Tsubaki raised her gaze to the small brazier on the altar, and the thin thread of incense, letting her thoughts try to grapple with the concept of a hanyo selfless enough to put other lives before his own. Nonsense, surely! And, yet—she knew she didn't understand that type of person. She could not imagine any situation where she would help another at her own cost. But that they existed, she knew. The old priest who had talked her father into letting her train at the temple had later been killed trying to stop a masterless samurai from raping a young girl. Or so her sensei had told her. And no few of her clients had intended to use their victims' desire to protect loved ones, to make their torment worse.
 
Humans, certainly, had such weaknesses.
 
But a half-youkai?
 
She couldn't imagine any of the youkai she had interacted with ever having a single, selfless thought in their mostly tiny heads. But were the higher youkai, and the taiyoukai, equally selfish? For that matter, what would drive a taiyoukai to mate with a mortal human?
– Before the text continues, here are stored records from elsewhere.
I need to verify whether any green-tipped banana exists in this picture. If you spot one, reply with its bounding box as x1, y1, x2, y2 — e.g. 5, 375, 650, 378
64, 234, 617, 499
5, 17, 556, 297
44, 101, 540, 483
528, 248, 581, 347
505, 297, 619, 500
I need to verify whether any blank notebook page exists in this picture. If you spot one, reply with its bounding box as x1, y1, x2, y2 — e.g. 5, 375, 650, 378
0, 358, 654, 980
Did they--could they--feel love, caring, sacrifice?
 
And, like it or not, the hanyo was also half-human, and according to the brat, in love with Kikyo. Lovers were so often the most foolish beings around, eager to protect their beloved from danger. So, she should probably grant that this hanyo did have such vulnerability, and that she should attempt to use it.
 
Tsubaki sighed. Giving up her plan to curse the villagers would be a minor loss; they were only illiterate, poor, helpless farmers after all. But to give up any idea of killing Kikyo after forcing her to watch her lover die—that would be hard. Of course, letting Kikyo live after having been helpless to save her love would be a form of revenge. But sufficient?
 
She sighed. Revenge was a glorious, tasty dish.
 
But there were other goals, even more important than revenge.